Under the proposed settlement, claimants had until Aug. 28 to object and records show that Palmer signed the objection on Aug. 28, mailed it on Sept. 4 and electronically filed it on Sept. 6.
Relying on the fact that Palmer electronically filed the objection nine days after the deadline, Gilbert struck down the objection and denied Palmer's request for pro hac vice admission.
Noting the allegation by Tillery's firm that Palmer files "meritless objections to extract payment in exchange for dismissal of [his] frivolous claims," Gilbert wrote that he "has not had the occasion to review whether the objections filed in this case are part of such an effort because the objections were not timely filed."
"Had the objections filed by Palmer been timely, the Court may have granted him pro hac vice admission and addressed any frivolous objections using Rule 11 sanctions," Gilbert said. "However, the objections were untimely and have been stricken. Palmer's admission would serve no purpose in this case."
Pursuant to his decision, Gilbert ordered the clerk of the court to terminate Palmers' two clients as objectors and to refund his $100 pro hac vice admission fee.
Palmer's objection was the only one electronically filed, which means the proposed settlement will likely face next month's final fairness hearing without opposition.
An update on the atrazine settlement website stated that "[s]ome class members have expressed an interest in attending the final fairness hearing to speak in support of the settlement."
A handful of attorneys last month submitted declarations in support of the proposed attorneys' fees, which would not exceed one-third of the settlement fund.
If approved, attorneys at Tillery's firm and fellow class counsel at Baron & Budd in Texas would share more than $30 million in attorneys' fees. They also requested an additional $8.4 million in litigation costs and expenses.
The update further noted that "Response to the settlement has been overwhelmingly positive, and we are currently in the process of validating the more than 1,000 claims received."
The deadline to file claims was Aug. 28. Attorneys on both sides have previously estimated that the settlement would resolve claims of about 1,800 water providers.
The update on the settlement website explained that once claims are validated, claimants will be notified of their claim's status.

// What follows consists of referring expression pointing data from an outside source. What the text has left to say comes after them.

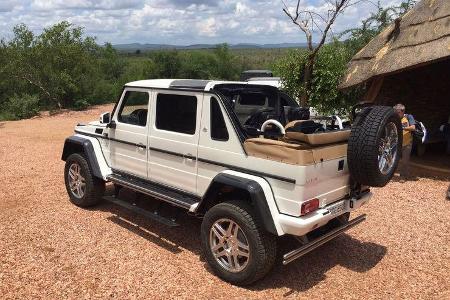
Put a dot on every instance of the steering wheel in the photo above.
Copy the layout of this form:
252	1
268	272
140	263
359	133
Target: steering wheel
273	122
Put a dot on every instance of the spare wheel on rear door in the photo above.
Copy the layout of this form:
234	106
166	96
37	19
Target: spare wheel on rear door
375	145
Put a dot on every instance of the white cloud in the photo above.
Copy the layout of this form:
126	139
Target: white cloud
172	21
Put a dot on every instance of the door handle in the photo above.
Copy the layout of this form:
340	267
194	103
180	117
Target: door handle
189	157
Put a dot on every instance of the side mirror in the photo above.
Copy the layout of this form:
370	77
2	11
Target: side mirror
105	118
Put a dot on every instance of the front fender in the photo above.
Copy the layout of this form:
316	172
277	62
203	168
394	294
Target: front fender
90	148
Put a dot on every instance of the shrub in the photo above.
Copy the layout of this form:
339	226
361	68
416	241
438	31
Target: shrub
22	107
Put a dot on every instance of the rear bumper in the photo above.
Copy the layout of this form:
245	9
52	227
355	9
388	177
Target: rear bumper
297	253
299	226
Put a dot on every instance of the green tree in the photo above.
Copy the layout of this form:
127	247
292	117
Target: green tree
59	64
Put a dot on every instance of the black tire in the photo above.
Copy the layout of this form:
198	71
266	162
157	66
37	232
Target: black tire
262	245
364	145
94	187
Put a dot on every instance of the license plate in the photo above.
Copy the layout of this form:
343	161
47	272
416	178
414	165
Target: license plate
337	208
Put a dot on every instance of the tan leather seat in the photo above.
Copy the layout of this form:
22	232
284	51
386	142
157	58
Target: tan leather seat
293	153
320	138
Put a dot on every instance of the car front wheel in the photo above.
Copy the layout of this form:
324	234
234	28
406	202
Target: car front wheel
236	247
83	188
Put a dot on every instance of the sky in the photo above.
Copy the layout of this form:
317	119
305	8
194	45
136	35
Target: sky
180	22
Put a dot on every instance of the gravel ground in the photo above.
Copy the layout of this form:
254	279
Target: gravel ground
51	249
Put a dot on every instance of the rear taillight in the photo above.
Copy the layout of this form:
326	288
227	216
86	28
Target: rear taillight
309	206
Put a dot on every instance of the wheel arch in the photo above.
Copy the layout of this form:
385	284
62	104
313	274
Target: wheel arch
77	144
226	186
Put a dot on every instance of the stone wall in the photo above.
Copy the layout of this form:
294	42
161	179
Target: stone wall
425	91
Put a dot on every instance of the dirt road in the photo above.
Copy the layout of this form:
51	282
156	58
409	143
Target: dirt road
51	249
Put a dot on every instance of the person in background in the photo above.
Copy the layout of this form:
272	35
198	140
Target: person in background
409	125
445	129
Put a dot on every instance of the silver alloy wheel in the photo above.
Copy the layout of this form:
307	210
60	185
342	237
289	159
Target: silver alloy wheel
77	183
388	149
229	245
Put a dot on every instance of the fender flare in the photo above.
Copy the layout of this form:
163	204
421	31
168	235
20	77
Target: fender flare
261	196
78	144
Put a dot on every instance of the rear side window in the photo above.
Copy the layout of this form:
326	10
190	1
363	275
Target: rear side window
176	113
253	99
219	130
134	108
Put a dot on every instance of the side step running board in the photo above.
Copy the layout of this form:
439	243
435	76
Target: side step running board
297	253
141	211
145	187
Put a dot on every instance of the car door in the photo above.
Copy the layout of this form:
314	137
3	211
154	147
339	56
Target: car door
173	139
128	136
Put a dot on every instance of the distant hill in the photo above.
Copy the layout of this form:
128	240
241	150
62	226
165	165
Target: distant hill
149	47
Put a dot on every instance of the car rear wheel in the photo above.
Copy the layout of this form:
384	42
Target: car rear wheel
236	247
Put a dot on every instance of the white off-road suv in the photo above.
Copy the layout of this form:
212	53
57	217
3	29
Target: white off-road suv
244	158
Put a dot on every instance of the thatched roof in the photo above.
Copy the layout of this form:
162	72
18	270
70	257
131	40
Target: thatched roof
420	37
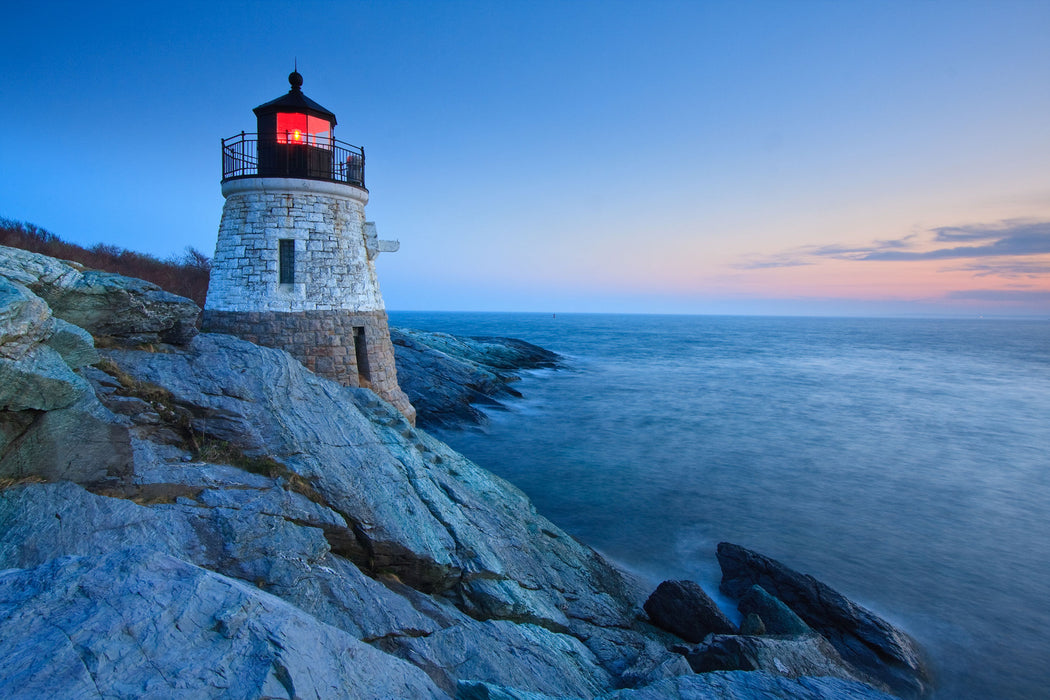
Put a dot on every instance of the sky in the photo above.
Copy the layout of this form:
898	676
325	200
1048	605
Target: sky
784	157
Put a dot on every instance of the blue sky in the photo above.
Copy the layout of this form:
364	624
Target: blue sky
780	157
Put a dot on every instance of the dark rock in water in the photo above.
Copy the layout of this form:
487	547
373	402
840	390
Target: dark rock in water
811	655
863	638
752	624
446	377
777	618
684	609
753	685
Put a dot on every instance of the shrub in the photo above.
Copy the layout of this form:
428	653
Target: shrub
186	275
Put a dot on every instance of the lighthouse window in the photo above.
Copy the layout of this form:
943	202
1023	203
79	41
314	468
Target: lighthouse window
361	354
286	260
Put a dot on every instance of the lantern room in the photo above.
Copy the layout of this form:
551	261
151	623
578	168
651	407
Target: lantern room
295	139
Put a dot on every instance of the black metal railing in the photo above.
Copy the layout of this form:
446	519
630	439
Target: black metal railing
245	155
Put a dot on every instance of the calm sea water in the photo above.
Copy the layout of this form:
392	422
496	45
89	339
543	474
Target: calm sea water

If a claim is denied, the party will be notified as to why and if approved, will find out the percentage of the settlement they will received.
"Finally, we will file a motion for final approval of the settlement that among other things will ask the Court to approve our validation of claims and calculation of each approved claimant's percentage of the settlement proceeds," the update on the website states.
The final fairness hearing over the proposed settlement is set before Gilbert on Oct. 22 in Benton.
In 2010, Tillery filed a class action suit in federal court against the Syngenta defendants and on behalf of the city of Greenville and several other water providers in six Midwestern states.
The plaintiffs contend that atrazine ran off farm fields and into their water supplies, forcing them to incur expenses related to the testing, monitoring and filtering of their water.